S&P Global Quotes Chip Cannon on Possible Biden Administration’s Impact on FERC and Electric Power Sector
Contact:
Chip Cannon, head of Akin Gump’s energy regulation, markets and enforcement practice, has been quoted in the S&P Global story “Dramatic policy changes, major order reversals unlikely under a Biden-era FERC: attorneys.” The article looks at what an election victory by former Vice President Joe Biden might mean for the U.S. electric power sector and the Federal Energy Regulatory Commission (FERC).
Biden’s views on climate change are a stark reversal from those of President Trump, said Cannon. What sets him apart from those further to the left and from certain ideas in the Green New Deal, he said, is that Biden “essentially takes an all-of-the-above approach to the generation resource mix and understands that there is a need for natural gas, at least for the foreseeable future.”

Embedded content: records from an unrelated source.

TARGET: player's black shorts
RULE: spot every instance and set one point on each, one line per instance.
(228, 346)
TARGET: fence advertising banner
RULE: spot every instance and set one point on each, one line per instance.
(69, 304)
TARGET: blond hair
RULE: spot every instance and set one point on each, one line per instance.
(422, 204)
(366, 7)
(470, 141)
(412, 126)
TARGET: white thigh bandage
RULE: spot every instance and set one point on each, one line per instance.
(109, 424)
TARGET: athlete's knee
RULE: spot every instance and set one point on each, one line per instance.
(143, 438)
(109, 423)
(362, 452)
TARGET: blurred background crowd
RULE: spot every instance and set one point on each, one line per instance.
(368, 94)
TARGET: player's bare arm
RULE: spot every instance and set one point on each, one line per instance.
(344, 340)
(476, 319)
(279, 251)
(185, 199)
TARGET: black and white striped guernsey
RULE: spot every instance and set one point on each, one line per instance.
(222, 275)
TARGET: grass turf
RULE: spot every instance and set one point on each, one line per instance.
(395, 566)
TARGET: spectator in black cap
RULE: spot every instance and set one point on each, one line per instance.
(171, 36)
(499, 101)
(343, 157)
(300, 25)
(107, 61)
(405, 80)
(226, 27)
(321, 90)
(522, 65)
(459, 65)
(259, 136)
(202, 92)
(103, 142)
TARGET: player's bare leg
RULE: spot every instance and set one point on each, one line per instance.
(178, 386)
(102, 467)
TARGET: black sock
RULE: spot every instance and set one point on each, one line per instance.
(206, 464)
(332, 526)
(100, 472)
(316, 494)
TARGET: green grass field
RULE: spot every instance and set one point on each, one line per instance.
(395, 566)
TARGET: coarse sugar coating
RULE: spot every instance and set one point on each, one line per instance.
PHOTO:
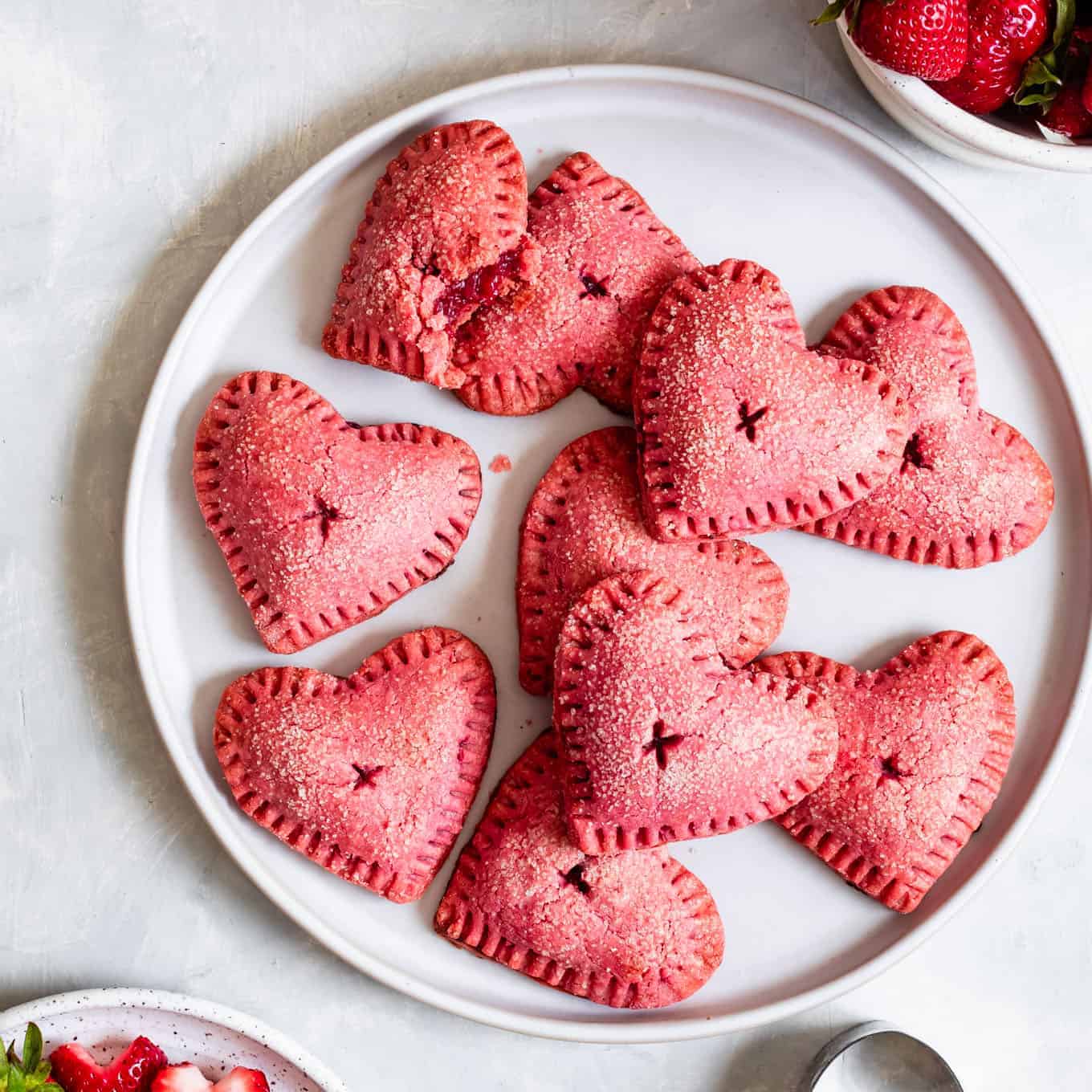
(583, 524)
(740, 427)
(442, 234)
(369, 776)
(324, 524)
(606, 259)
(924, 743)
(661, 740)
(633, 931)
(970, 489)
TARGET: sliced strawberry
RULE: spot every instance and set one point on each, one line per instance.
(1004, 35)
(188, 1078)
(75, 1070)
(926, 39)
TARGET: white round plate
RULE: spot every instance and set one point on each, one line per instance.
(213, 1037)
(737, 170)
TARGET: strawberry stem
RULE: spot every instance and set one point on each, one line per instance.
(1042, 75)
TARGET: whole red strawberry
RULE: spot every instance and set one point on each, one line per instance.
(1070, 114)
(926, 39)
(75, 1070)
(1004, 35)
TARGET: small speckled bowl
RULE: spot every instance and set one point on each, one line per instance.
(216, 1039)
(982, 141)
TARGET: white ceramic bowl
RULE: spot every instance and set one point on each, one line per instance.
(982, 141)
(213, 1037)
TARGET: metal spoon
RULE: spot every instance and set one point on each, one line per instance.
(891, 1054)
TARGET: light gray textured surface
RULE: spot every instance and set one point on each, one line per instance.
(136, 140)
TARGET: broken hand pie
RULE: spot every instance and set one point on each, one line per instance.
(606, 259)
(442, 234)
(369, 776)
(970, 488)
(583, 524)
(324, 524)
(924, 744)
(740, 427)
(661, 740)
(634, 931)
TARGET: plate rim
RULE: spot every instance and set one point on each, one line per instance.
(184, 1004)
(639, 1030)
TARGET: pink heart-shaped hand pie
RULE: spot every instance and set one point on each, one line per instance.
(583, 524)
(324, 524)
(370, 776)
(605, 263)
(661, 740)
(740, 427)
(634, 931)
(442, 235)
(924, 744)
(971, 489)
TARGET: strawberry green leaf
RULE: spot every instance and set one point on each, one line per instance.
(1042, 75)
(830, 14)
(32, 1049)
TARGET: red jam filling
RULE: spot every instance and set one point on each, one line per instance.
(483, 287)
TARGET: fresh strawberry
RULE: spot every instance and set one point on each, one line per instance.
(1070, 114)
(29, 1073)
(188, 1078)
(1004, 35)
(927, 39)
(75, 1070)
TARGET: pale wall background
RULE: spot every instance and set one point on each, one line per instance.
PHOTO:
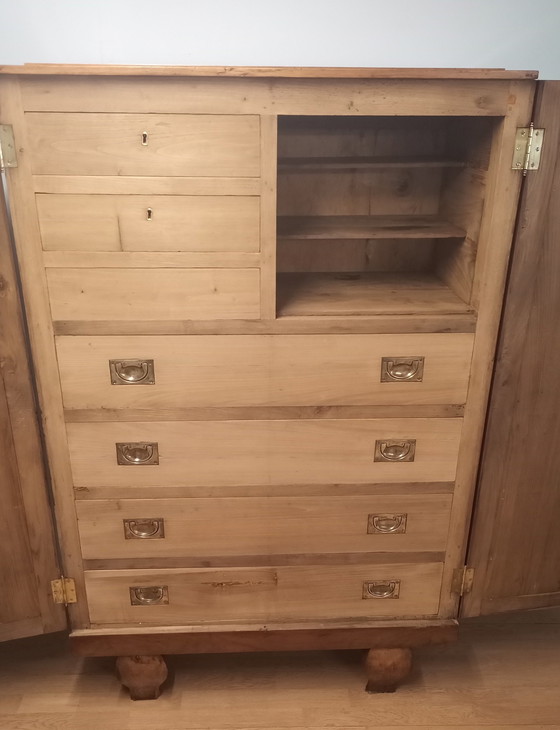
(457, 33)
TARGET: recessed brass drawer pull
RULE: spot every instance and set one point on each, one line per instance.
(395, 450)
(149, 595)
(132, 372)
(387, 524)
(402, 369)
(137, 453)
(381, 589)
(149, 528)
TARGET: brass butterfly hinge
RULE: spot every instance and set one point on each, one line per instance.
(8, 157)
(64, 590)
(462, 580)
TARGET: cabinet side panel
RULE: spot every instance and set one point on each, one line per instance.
(28, 245)
(515, 545)
(503, 185)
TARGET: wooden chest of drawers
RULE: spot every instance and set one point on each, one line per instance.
(263, 314)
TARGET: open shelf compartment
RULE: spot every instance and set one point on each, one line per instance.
(379, 215)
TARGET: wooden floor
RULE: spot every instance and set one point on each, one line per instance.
(501, 674)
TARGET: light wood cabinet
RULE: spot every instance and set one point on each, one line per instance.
(263, 306)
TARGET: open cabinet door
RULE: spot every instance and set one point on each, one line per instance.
(515, 540)
(28, 559)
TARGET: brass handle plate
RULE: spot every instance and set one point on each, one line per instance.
(402, 369)
(396, 450)
(381, 589)
(137, 453)
(387, 524)
(149, 595)
(144, 528)
(132, 372)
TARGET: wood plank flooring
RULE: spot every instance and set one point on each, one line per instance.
(503, 673)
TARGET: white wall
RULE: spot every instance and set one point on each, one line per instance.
(461, 33)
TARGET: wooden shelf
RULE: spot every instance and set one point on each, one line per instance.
(363, 226)
(302, 295)
(295, 164)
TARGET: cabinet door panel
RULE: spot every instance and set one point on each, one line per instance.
(515, 544)
(27, 551)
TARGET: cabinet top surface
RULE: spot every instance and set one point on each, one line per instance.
(42, 69)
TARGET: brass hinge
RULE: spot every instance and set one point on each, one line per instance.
(462, 580)
(528, 148)
(64, 590)
(8, 157)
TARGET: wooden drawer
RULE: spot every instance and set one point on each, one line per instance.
(256, 526)
(149, 222)
(263, 594)
(263, 370)
(153, 294)
(230, 453)
(113, 144)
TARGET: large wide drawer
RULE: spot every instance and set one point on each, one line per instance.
(144, 144)
(234, 453)
(262, 370)
(149, 222)
(187, 596)
(153, 294)
(202, 527)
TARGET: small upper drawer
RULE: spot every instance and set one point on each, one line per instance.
(221, 527)
(149, 222)
(183, 596)
(123, 295)
(268, 370)
(145, 144)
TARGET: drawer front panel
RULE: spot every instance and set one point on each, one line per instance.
(233, 453)
(256, 526)
(145, 144)
(153, 294)
(185, 596)
(265, 370)
(149, 222)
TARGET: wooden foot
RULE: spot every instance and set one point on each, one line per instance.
(143, 675)
(387, 668)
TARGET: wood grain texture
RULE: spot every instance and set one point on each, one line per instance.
(387, 668)
(268, 526)
(149, 223)
(262, 594)
(233, 453)
(348, 97)
(259, 413)
(28, 560)
(497, 677)
(185, 145)
(376, 324)
(494, 242)
(356, 294)
(518, 491)
(142, 675)
(273, 637)
(28, 251)
(266, 71)
(222, 371)
(130, 294)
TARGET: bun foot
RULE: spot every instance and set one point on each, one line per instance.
(387, 668)
(142, 675)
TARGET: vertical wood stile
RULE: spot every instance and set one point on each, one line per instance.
(28, 245)
(500, 208)
(268, 216)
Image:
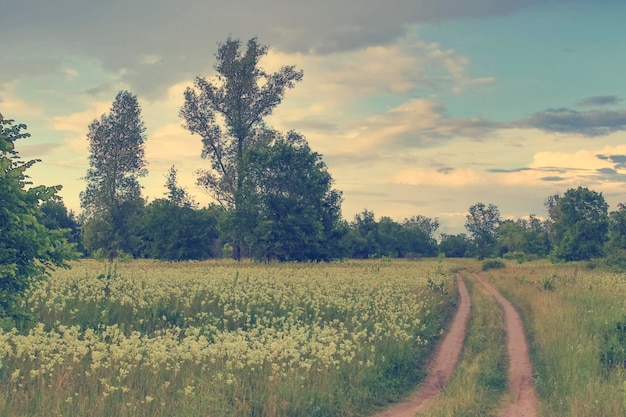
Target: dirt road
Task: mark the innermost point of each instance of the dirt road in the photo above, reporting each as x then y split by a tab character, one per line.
520	369
443	365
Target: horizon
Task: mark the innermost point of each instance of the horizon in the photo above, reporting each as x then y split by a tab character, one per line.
421	109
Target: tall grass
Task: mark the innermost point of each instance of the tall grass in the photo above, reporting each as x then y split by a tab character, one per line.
568	311
480	380
223	339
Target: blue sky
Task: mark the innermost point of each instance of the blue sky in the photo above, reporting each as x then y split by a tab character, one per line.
418	106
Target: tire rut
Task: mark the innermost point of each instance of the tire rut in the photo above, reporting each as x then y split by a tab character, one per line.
521	384
444	363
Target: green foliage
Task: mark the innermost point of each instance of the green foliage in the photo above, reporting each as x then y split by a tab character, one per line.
493	264
289	210
456	246
580	225
482	224
613	349
242	95
113	194
172	232
28	249
368	238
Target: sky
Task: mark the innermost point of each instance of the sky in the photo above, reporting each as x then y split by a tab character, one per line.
418	107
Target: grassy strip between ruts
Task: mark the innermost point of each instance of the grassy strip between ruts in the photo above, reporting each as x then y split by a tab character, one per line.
480	380
569	312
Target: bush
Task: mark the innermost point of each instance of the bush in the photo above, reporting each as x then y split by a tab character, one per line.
493	264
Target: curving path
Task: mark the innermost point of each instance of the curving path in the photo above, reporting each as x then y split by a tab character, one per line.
443	365
520	369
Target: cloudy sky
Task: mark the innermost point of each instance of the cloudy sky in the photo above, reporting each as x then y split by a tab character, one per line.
417	106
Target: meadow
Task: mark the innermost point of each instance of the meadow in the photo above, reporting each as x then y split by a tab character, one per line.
224	338
575	319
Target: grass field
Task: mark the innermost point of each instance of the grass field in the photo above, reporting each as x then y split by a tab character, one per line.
575	317
224	338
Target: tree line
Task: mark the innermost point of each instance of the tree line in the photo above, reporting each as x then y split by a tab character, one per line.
274	196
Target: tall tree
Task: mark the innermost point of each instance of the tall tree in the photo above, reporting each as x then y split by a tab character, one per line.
289	210
28	248
228	114
482	223
582	225
113	193
616	244
176	194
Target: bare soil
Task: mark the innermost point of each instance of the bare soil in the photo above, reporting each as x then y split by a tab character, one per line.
520	369
445	360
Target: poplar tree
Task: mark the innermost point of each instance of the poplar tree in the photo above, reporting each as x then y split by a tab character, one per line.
113	193
228	114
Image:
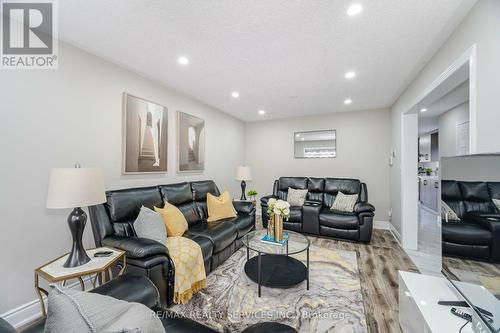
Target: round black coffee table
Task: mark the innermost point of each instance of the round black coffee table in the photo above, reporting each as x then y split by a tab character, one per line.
273	267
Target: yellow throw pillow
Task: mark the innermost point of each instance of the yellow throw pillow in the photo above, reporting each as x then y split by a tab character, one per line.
220	207
174	220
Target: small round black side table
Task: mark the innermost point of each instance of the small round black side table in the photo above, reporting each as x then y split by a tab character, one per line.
273	267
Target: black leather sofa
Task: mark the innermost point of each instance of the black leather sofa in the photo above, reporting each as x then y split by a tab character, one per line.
316	217
477	235
131	288
112	225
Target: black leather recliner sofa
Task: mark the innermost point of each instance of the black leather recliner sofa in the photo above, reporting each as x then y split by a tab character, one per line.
112	225
477	235
130	288
316	217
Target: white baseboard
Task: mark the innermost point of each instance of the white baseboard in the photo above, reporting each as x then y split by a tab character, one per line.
31	311
384	225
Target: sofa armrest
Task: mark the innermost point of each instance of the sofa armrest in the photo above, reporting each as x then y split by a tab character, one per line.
312	203
244	207
361	207
264	200
136	248
131	288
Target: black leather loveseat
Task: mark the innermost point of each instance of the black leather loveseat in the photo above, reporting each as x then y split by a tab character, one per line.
477	235
130	288
112	225
316	217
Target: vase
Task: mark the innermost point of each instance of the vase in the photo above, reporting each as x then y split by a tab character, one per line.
278	228
270	226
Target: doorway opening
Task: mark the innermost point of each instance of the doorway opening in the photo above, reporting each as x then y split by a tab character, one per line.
440	123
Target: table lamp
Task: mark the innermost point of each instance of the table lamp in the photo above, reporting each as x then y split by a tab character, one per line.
75	188
243	173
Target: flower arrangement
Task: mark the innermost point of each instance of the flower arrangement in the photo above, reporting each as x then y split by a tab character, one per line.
278	207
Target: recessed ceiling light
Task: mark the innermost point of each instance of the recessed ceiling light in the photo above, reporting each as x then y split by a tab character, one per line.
183	61
354	9
350	75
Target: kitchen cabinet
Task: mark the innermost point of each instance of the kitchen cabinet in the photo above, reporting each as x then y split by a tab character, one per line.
428	147
429	191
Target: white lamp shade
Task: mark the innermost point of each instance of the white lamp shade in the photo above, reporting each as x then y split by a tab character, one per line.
243	173
75	187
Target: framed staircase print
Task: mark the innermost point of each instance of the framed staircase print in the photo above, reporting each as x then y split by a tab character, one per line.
190	143
145	136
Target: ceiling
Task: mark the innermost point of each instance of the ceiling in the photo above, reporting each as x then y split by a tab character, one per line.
287	57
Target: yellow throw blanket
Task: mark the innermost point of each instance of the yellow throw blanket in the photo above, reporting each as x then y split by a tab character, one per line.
190	274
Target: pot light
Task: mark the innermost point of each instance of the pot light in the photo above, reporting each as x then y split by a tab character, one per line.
350	75
354	9
183	61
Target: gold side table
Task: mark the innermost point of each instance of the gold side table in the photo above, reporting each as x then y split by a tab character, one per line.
54	272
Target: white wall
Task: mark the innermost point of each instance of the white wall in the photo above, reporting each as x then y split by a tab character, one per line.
54	118
363	141
471	168
448	122
481	26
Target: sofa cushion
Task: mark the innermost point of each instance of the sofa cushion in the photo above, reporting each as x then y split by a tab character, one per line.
336	185
220	233
71	310
175	222
296	197
124	205
339	220
465	233
150	225
244	224
294	182
295	214
220	207
207	248
176	194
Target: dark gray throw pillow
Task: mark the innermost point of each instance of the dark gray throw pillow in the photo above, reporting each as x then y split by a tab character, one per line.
78	311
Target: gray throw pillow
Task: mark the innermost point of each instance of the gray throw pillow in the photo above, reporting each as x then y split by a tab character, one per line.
447	213
497	203
344	202
296	197
78	311
149	224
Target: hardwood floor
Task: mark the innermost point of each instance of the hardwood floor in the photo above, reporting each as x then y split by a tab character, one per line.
379	263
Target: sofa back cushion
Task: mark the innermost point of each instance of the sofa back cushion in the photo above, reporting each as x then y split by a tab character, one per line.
315	188
124	206
336	185
299	183
200	190
452	196
476	197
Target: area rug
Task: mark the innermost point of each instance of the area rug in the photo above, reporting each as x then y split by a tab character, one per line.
334	302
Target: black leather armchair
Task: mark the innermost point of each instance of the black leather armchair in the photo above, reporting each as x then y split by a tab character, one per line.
112	225
316	217
477	235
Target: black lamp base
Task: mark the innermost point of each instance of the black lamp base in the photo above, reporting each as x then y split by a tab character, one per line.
76	222
243	186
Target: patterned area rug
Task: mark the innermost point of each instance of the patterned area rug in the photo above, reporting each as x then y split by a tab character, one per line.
333	303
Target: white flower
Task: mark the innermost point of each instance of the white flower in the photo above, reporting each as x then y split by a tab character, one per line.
281	204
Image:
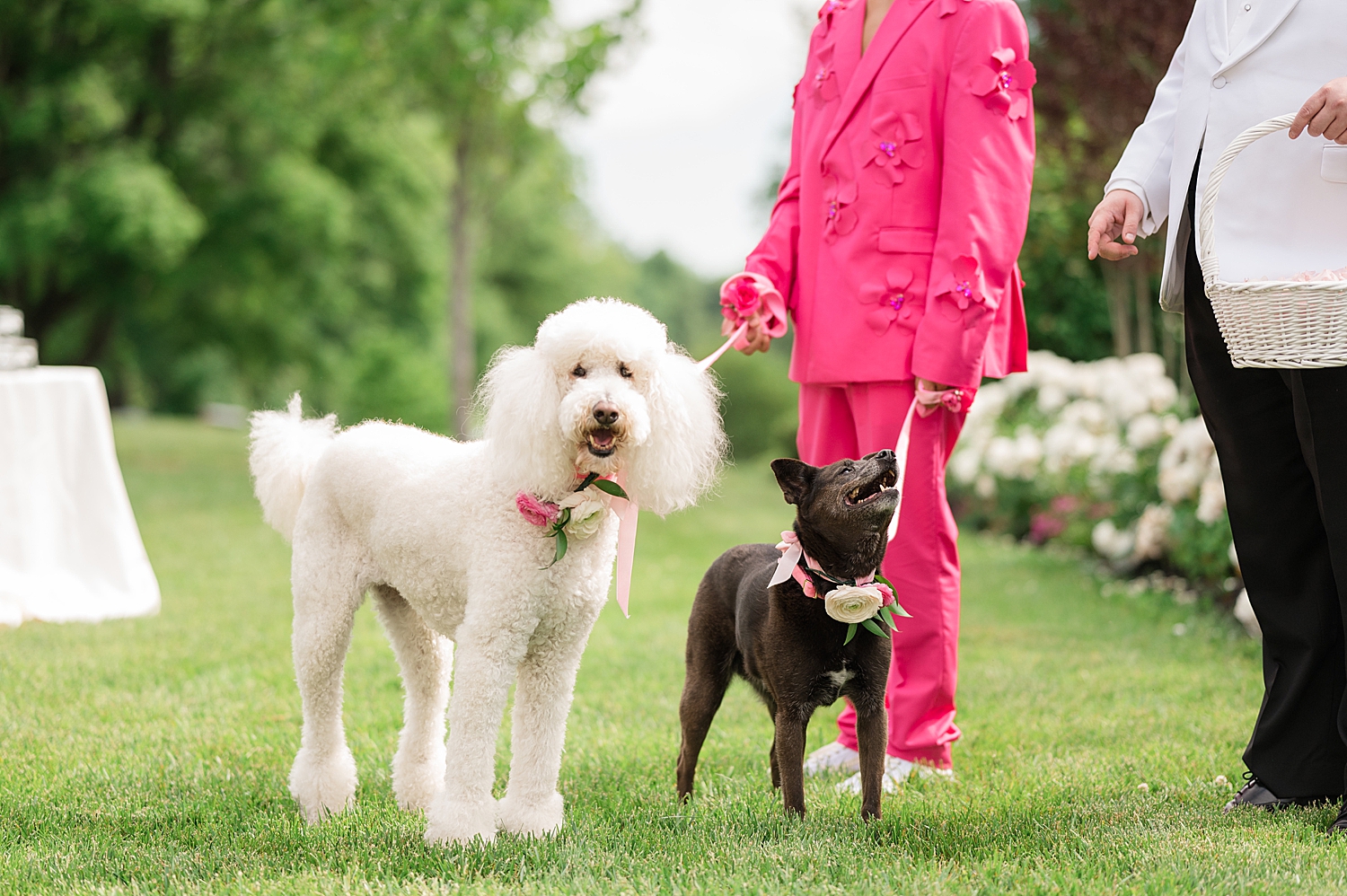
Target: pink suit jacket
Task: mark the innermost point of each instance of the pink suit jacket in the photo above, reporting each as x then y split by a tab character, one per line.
899	223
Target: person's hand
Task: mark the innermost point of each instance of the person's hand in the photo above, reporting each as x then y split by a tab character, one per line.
1118	215
756	336
1325	115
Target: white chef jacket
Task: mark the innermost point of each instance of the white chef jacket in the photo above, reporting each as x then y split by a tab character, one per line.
1282	207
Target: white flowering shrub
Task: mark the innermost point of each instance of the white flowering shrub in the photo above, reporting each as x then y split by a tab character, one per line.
1102	454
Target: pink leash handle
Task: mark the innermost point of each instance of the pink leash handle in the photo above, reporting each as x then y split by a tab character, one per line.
902	451
628	513
705	364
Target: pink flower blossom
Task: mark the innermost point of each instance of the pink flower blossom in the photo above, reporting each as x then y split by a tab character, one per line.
888	296
1007	83
966	282
897	145
838	220
885	592
753	298
536	513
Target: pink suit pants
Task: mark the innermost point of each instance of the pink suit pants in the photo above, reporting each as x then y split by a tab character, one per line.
923	562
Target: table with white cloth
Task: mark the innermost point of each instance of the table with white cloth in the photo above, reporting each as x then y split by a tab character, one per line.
69	546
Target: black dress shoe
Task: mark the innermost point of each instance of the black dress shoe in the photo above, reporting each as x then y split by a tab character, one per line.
1339	825
1255	794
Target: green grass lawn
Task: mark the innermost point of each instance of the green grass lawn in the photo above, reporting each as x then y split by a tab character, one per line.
150	756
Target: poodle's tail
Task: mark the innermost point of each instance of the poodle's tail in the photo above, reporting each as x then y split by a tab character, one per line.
285	449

Should Biden win, Cannon does not foresee a Democratic-led FERC “coming in and just simply saying that the [minimum offer price rule] doesn't apply. … It takes a long time for FERC to evaluate some of these extremely complex issues and then reach a majority of commissioners who are willing to sign off on something.”
While FERC revised regulations this summer pertaining to the Public Utility Regulatory Policies Act (PURPA), giving states more leeway in setting the rates that utilities are required to pay qualifying facilities for their output, Cannon said Democrats would likely “be hesitant to push back too hard on the fact that, in these areas where you have competitive markets, perhaps the need for PURPA isn’t as strong.”
Still, Cannon does see some areas where a Democratic-led commission might push back, such as pricing of avoided costs in locations that do not have regional markets and modifications to the one-mile rule for determining whether multiple generating facilities should be considered part of a single facility as part of the qualifying facilities certification process.